Lecoffre (Œuvres complètes volume 11, 1873p. 410-417).
LXXVI
À M. H.
Paris, 16 juin 1852.

Mon cher ami,

Pardonnez-moi d’abord de. vous avoir laissé si longtemps sans réponse votre amitié ne me trouvera que trop excusable. Quand vous me vîntes serrer la main, j’étais déjà très-souffrant ; mais je ne faisais que commencer une grave maladie. Quinze jours après, et à la suite d’une fièvre opiniâtre, se déclara une pleurésie d’un caractère dangereux, qui pouvait me faire un mauvais parti, si l’habileté et la tendresse de mon frère, les soins de toute ma famille, les prières de mes amis, et enfin la miséricorde de Dieu, n’avaient arrêté les progrès du mal.

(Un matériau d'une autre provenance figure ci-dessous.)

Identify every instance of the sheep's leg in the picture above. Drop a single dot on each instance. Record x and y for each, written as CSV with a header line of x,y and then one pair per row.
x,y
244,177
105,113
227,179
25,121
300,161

À cette violente crise a succédé une longue convalescence, et je suis encore si peu rétabli, qu’on va me faire partir pour les eaux des Pyrénées ; ensuite je passerai l’automne au bord de la mer, puis peut-être l’hiver dans le Midi. C’est un grand malheur pour moi de voir ainsi tous mes travaux suspendus, ma carrière interrompue, au moment où j’avais à poursuivre une candidature académique ; mais il faut savoir faire ces sacrifices quand la Providence les exige, et lui demander d’accomplir sa volonté comme elle est accomplie au ciel, c’est-à-dire avec joie et avec amour. Qu’est-ce en effet que mes chagrins en comparaison des afflictions de notre malheureux L. devenu aveugle quand il semblait le seul soutien de sa vieille mère ? Hélas ! je n’ai pu revoir ce pauvre camarade ; mais depuis vous mon frère est allé à l’hospice Necker, il a causé avec la sœur r Adélaïde, et il a acquis la triste conviction qu’il fallait le laisser entrer à l’hospice des Incurables, seul asile pour une situation si désespérée. Vous avez été bien bon, bien généreux, cher ami, pour cet ancien condisciple, il en sera reconnaissant et il priera pour vous.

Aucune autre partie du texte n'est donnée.